Dans ce cadre, la tension vers la sagesse consistera à faire se rejoindre sa propre part spirituelle – son esprit ou son âme, c’est selon – et l’Esprit ou Dieu ou le Divin. Il s’agit donc de « quitter » ce monde matériel et sensoriel ou sensuel, et d’en rejoindre un autre, purement idéel, par la prière, l’ascèse, l’étude, la méditation, l’initiation ou … la mort.

On le comprend bien : la quête spirituelle, au sein de ce dualisme ontologique, est une séparation, un arrachement, une amputation, une souffrance ; elle se vit comme une lutte contre une part de soi, comme un combat contre une part du réel qui est refusée, niée ou rejetée.

On comprend aussi que, par suite, tout l’Occident ait construit sa civilisation sur l’affrontement, le combat, la lutte avec, pour seule perspective, la domination. Domination de soi (de ses « mauvais » penchants), de la nature (domestication et domptage) ou de l’autre (de la femme, de l’enfant, du faible). L’Occident vit l’existence comme une sempiternelle conquête, une guerre perpétuelle, un incessant processus d’affrontement. Il se forge sur d’infinies bipolarités : Bien et Mal, Mâle et Femelle, Beau et Laid, Vrai et Faux, Blanc et Noir, Juste et Ignoble, Noble et Vil, Vie et Mort, etc. En tout, il faut qu’il y ait un vainqueur et un vaincu, un gagnant et un perdant.
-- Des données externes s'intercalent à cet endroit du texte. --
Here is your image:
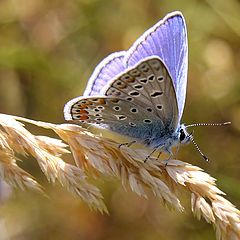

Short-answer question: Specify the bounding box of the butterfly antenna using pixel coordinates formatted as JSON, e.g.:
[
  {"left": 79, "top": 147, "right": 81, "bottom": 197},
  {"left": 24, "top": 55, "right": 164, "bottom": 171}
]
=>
[
  {"left": 186, "top": 122, "right": 231, "bottom": 128},
  {"left": 190, "top": 133, "right": 209, "bottom": 162}
]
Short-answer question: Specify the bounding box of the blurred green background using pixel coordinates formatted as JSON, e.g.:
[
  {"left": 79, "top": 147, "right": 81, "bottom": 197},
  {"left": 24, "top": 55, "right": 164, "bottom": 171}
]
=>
[{"left": 0, "top": 0, "right": 240, "bottom": 240}]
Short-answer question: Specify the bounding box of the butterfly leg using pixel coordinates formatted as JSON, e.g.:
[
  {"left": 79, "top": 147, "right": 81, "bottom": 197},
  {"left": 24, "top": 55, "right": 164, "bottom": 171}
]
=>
[
  {"left": 118, "top": 140, "right": 137, "bottom": 148},
  {"left": 144, "top": 148, "right": 157, "bottom": 162},
  {"left": 157, "top": 151, "right": 162, "bottom": 159}
]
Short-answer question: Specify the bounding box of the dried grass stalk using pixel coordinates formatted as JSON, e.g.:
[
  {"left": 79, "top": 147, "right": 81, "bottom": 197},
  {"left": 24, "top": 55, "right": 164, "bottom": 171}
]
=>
[{"left": 0, "top": 115, "right": 240, "bottom": 240}]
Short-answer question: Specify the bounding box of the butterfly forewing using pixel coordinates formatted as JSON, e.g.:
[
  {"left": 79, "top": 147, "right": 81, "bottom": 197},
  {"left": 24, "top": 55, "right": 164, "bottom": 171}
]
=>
[{"left": 105, "top": 56, "right": 178, "bottom": 129}]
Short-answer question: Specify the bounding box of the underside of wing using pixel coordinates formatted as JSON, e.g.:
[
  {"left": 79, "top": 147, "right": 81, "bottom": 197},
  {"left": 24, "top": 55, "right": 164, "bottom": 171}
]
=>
[
  {"left": 64, "top": 96, "right": 172, "bottom": 144},
  {"left": 102, "top": 56, "right": 179, "bottom": 129}
]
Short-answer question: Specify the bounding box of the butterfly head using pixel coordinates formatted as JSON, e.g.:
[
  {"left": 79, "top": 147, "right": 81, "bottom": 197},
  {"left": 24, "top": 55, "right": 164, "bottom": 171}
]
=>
[{"left": 178, "top": 124, "right": 193, "bottom": 144}]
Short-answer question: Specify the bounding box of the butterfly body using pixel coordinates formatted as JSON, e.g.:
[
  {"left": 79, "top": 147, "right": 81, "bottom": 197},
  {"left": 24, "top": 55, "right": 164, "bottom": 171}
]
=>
[{"left": 64, "top": 12, "right": 190, "bottom": 154}]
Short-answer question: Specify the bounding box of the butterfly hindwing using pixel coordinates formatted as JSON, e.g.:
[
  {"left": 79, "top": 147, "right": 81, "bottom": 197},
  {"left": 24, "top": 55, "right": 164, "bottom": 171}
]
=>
[{"left": 64, "top": 96, "right": 169, "bottom": 143}]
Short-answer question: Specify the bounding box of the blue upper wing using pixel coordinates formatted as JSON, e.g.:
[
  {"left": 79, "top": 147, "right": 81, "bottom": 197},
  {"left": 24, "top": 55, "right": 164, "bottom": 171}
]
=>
[
  {"left": 124, "top": 12, "right": 188, "bottom": 121},
  {"left": 83, "top": 51, "right": 126, "bottom": 96}
]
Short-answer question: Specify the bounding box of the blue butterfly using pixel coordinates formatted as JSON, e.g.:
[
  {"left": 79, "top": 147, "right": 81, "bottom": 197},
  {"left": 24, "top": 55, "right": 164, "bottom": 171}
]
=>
[{"left": 64, "top": 11, "right": 229, "bottom": 159}]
Cependant, le fait que le mental perçoivent deux domaines apparents, celui d’un « esprit » qui pense à l’intérieur et celui d’un « monde » que l’on affronte à l’extérieur, n’induit nullement que ces deux domaines soient des réalités ontologiquement distinctes, séparées et irréductibles l’un à l’autre. Mais la perception par les cinq sens enferme l’homme dans cette apparence, lui suggère sa séparation du monde perçu, et lui fait se concevoir comme « un empire dans un empire ». Elle est la cause de l’erreur ontologique du dualisme.
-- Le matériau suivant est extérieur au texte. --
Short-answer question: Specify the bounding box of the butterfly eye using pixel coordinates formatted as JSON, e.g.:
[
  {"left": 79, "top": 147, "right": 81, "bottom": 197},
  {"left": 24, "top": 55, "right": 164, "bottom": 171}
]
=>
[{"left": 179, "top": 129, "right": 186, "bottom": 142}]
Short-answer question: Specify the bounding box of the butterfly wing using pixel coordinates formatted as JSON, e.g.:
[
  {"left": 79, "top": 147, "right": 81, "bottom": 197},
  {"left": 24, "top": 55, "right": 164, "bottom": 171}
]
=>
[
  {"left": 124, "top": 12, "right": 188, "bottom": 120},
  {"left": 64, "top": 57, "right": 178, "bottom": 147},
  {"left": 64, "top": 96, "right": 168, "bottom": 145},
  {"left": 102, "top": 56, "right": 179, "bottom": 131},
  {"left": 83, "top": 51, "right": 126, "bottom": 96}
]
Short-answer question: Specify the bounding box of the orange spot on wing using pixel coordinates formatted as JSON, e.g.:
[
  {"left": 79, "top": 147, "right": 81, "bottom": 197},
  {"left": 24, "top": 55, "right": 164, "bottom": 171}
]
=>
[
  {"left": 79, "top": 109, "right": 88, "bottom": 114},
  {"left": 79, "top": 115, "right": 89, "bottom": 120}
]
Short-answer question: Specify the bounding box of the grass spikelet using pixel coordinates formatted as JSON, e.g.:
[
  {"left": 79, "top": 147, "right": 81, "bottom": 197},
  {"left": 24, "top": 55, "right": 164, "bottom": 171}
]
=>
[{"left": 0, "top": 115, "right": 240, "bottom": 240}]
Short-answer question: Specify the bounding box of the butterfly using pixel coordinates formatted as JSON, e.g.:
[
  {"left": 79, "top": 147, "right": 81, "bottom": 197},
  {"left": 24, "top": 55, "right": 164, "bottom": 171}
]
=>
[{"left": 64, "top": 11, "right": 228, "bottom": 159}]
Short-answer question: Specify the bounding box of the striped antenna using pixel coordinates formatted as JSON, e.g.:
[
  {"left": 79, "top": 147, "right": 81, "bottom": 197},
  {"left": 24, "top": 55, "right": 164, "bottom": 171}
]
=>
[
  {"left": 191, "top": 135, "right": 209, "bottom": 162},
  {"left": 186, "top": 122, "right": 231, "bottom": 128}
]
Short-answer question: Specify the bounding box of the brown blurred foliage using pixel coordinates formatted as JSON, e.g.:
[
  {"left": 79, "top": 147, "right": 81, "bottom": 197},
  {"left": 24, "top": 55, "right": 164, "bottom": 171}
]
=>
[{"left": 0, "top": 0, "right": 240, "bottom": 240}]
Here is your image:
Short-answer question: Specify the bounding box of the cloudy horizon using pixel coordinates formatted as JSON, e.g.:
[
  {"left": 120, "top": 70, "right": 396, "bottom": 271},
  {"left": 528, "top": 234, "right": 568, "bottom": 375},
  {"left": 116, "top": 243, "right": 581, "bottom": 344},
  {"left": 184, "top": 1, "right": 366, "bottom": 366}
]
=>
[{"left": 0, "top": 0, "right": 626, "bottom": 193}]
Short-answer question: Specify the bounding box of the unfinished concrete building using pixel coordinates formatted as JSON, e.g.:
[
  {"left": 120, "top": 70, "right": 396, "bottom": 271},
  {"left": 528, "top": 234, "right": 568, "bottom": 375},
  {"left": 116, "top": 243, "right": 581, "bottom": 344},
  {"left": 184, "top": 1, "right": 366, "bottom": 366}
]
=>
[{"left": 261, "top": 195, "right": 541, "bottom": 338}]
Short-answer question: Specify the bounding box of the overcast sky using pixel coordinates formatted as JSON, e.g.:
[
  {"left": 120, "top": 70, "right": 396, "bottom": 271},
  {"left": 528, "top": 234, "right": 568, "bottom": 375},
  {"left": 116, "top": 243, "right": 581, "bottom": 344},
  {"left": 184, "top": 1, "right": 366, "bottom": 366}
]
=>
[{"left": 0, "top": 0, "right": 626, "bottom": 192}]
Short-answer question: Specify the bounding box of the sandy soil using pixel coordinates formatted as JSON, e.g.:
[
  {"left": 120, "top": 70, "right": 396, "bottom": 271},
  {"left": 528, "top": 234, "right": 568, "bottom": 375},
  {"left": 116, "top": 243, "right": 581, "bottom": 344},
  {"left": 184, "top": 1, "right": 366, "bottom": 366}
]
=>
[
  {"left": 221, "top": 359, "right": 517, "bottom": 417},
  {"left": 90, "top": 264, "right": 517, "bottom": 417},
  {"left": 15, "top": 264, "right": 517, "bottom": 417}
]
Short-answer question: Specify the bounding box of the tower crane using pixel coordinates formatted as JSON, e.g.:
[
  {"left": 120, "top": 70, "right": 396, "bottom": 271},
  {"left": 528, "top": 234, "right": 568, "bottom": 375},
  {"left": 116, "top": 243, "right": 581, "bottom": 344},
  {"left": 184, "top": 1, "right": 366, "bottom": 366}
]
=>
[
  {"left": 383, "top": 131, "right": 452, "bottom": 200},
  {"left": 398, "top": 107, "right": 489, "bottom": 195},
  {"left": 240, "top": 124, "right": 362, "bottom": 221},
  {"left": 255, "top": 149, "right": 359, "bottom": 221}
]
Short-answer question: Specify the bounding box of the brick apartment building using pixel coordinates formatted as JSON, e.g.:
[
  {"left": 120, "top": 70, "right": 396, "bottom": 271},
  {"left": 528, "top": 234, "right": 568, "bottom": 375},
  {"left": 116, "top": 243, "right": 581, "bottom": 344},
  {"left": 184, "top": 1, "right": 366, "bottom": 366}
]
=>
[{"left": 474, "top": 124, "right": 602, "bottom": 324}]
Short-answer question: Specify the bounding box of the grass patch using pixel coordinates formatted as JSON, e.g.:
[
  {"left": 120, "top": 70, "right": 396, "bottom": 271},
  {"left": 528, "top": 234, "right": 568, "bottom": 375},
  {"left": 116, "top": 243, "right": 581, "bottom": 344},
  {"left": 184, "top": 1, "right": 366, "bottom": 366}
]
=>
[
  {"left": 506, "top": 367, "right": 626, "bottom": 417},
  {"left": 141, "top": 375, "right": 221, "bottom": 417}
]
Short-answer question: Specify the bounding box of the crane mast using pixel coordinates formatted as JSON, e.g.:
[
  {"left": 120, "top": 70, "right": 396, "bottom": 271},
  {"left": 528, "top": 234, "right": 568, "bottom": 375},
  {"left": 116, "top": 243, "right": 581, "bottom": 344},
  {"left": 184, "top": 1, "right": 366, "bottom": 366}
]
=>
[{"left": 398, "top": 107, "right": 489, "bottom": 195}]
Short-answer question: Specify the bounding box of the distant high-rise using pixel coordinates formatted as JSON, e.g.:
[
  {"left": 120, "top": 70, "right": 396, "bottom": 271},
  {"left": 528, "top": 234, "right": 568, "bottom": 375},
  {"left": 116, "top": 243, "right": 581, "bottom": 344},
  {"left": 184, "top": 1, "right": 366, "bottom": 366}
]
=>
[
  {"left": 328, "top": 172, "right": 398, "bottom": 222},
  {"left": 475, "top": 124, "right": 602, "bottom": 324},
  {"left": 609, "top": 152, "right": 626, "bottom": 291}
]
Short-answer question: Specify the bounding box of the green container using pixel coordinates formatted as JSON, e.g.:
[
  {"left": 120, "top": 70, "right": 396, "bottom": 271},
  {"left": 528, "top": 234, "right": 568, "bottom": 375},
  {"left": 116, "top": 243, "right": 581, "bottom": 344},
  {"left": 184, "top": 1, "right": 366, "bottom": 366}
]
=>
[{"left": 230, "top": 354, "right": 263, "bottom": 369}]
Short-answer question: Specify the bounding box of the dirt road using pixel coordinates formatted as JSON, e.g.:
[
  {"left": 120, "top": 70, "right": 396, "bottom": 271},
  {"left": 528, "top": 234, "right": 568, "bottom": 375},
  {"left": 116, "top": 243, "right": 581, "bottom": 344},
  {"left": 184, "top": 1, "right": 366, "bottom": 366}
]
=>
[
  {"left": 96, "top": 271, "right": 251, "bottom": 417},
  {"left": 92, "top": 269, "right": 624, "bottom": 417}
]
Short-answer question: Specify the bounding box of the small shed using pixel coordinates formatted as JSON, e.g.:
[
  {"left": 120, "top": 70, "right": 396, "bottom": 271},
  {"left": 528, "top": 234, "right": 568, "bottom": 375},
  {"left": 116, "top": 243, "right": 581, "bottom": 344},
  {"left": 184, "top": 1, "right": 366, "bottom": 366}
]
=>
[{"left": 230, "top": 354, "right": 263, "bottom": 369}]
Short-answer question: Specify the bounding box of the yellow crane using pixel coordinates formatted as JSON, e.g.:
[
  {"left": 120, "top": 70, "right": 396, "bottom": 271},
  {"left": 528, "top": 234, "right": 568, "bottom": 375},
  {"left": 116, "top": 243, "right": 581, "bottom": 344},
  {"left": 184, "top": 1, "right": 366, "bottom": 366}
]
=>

Mais la dualité n’est qu’apparente, existentielle, pas ontologique. Ontologiquement le réel est un. Mais cette unité ne peut se percevoir par les cinq sens. Il en faut un sixième : l’Intuition, le troisième genre de connaissance de Spinoza.

L’Intuition est la perception immédiate, par-delà les perceptions sensorielles, de l’unité du réel et du lien fondamental de chaque partie au tout. Partant de cette unité perçue par l’Intuition, l’individu peut alors déduire l’essence de chacune de ces parties du tout :

« Outre ces deux genres de connaissances, on verra par ce qui suit qu’il en existe un troisième, que j’appellerai science intuitive. Celui-ci va de l’idée adéquate de l’essence formelle de certains attributs de Dieu à la connaissance adéquate de l’essence des choses » (Eth II, scolie 2 de la proposition 40).

Pour Spinoza, les cinq sens communs ne peuvent fournir que des données, des informations, et, par le travail d’élaboration des notions communes, des savoirs, mais la connaissance authentique, supérieure, est celle fournie par ce sixième sens qu’est l’Intuition. Et le point de départ de cette connaissance est l’intuition de l’unité du réel, du monisme, face au dualisme induit par la perception sensible de la réalité.